Les autorités judiciaires hongroises ont mis fin aux poursuites engagées contre le maire de Budapest, Gergely Karacsony, pour avoir organisé la Marche des fiertés en 2025, en dépit d’une interdiction édictée par le gouvernement de Viktor Orbán. L’élu écologiste risquait une sanction financière pour avoir maintenu l’événement.
Une décision de justice en phase avec le droit européen
Le parquet avait ouvert une procédure contre M. Karacsony après qu’il eut refusé de se conformer à l’interdiction de la Pride, décrétée par les autorités nationales dans le cadre d’une loi controversée adoptée en 2021. Cette législation, qui interdit notamment la représentation et la promotion de l’homosexualité auprès des mineurs, a été utilisée pour empêcher la tenue du rassemblement annuel de la communauté LGBT+.
Le tribunal a clos le dossier sans imposer de sanction, une issue que les observateurs relient à une décision récente de la Cour de justice de l’Union européenne. En avril, la juridiction luxembourgeoise a estimé que la loi hongroise enfreignait les normes européennes en matière de non-discrimination et de liberté d’expression. Bien que l’arrêt de la CJUE ne concerne pas directement les poursuites contre le maire, il a créé un précédent qui a probablement influencé la position de la justice hongroise.
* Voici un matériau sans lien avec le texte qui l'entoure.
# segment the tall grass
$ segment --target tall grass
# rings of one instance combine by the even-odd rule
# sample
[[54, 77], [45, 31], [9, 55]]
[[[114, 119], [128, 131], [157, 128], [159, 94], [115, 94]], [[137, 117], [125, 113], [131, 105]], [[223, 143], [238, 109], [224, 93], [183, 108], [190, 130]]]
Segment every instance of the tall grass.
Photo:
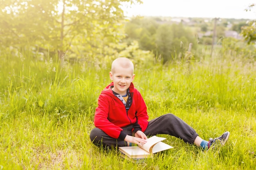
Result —
[[0, 170], [255, 169], [256, 63], [216, 54], [168, 66], [135, 66], [134, 83], [150, 119], [172, 113], [206, 139], [229, 130], [225, 146], [205, 152], [159, 135], [174, 148], [135, 164], [89, 137], [97, 97], [110, 82], [110, 63], [61, 65], [54, 56], [2, 54]]

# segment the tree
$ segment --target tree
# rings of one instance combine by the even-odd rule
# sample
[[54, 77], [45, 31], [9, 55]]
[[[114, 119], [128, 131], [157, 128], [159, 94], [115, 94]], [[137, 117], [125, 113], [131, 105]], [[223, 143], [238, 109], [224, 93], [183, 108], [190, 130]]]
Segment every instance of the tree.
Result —
[[[101, 53], [117, 42], [124, 19], [121, 3], [140, 0], [10, 0], [0, 3], [2, 48]], [[74, 47], [75, 47], [76, 48]], [[94, 51], [94, 50], [97, 50]]]
[[[254, 6], [255, 4], [252, 4], [249, 6], [249, 9], [247, 9], [246, 11], [251, 11]], [[241, 28], [241, 34], [247, 41], [248, 44], [256, 41], [256, 20], [250, 21], [248, 23], [248, 26], [243, 26]]]

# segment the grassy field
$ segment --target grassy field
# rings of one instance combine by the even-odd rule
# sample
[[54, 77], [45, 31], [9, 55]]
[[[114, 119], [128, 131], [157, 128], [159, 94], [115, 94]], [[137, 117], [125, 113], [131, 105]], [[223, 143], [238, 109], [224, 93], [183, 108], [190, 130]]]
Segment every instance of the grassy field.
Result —
[[134, 83], [150, 119], [171, 113], [206, 140], [228, 130], [225, 146], [204, 152], [159, 135], [174, 148], [137, 164], [90, 139], [110, 63], [2, 54], [0, 170], [256, 169], [256, 62], [215, 54], [168, 67], [135, 65]]

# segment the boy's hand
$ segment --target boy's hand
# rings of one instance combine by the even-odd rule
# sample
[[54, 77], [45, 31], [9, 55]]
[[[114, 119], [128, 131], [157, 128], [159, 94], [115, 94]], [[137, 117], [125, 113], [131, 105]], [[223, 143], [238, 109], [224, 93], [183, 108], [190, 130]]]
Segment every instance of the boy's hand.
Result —
[[135, 133], [135, 137], [139, 137], [139, 138], [144, 139], [148, 139], [147, 136], [145, 135], [145, 133], [143, 133], [142, 131], [138, 130]]
[[144, 139], [130, 136], [128, 135], [124, 138], [124, 140], [130, 143], [136, 144], [140, 146], [142, 146], [142, 145], [147, 142], [146, 140]]

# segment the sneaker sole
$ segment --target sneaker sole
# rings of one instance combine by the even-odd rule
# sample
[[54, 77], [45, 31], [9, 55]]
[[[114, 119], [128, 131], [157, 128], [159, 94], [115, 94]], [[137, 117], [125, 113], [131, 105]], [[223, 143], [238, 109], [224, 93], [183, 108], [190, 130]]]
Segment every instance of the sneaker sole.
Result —
[[229, 135], [230, 134], [230, 133], [229, 133], [229, 132], [228, 132], [227, 133], [227, 137], [226, 137], [226, 138], [225, 138], [225, 140], [224, 140], [224, 141], [222, 141], [222, 145], [224, 145], [225, 144], [226, 144], [226, 142], [227, 142], [227, 140], [229, 139]]

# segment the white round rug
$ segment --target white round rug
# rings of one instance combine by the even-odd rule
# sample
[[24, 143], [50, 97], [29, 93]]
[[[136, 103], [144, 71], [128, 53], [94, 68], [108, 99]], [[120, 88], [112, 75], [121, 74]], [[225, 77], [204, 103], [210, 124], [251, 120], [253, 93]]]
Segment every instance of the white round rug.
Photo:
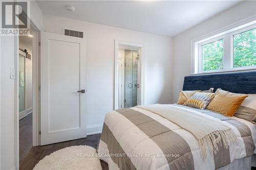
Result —
[[101, 170], [100, 161], [95, 156], [95, 148], [87, 145], [67, 147], [46, 156], [34, 170]]

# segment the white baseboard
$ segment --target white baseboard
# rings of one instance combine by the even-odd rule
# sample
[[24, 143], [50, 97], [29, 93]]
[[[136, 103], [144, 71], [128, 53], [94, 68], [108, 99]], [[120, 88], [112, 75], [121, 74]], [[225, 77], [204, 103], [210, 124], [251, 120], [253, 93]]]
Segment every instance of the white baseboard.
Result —
[[101, 124], [90, 125], [87, 126], [86, 126], [87, 135], [101, 133], [101, 131], [102, 130], [102, 127], [103, 125]]
[[33, 107], [27, 109], [27, 115], [33, 112]]

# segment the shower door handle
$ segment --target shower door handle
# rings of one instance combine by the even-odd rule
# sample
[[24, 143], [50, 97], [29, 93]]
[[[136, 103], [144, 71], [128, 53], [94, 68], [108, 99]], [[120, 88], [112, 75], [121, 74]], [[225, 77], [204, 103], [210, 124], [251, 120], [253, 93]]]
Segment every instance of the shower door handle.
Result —
[[138, 84], [138, 83], [136, 82], [136, 83], [135, 83], [135, 84], [134, 84], [134, 87], [137, 87], [137, 88], [139, 88], [140, 84]]

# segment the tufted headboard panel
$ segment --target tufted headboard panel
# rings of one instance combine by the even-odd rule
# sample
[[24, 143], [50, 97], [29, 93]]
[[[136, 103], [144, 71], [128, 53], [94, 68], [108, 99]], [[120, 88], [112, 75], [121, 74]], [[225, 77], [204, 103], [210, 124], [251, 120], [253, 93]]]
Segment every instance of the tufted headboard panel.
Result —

Un bras de fer entre Budapest et le gouvernement Orbán
Gergely Karacsony, figure de l’opposition écologiste, avait fait de la défense des droits LGBT+ l’un de ses chevaux de bataille. En maintenant la Marche des fiertés, il avait défié le gouvernement, qui avait interdit tout rassemblement de ce type sur l’ensemble du territoire. L’élu avait justifié son action par la nécessité de protéger les libertés fondamentales et de résister à ce qu’il qualifiait de « dérive autoritaire » du pouvoir central.
Le gouvernement Orbán, qui mène une campagne conservatrice axée sur les valeurs traditionnelles, avait vivement critiqué la tenue de l’événement. L’exécutif avait menacé de poursuivre les organisateurs, estimant que la parade enfreignait la loi de 2021. La décision du tribunal met un terme à cette affaire, mais elle ne remet pas en cause la législation elle-même, qui reste en vigueur.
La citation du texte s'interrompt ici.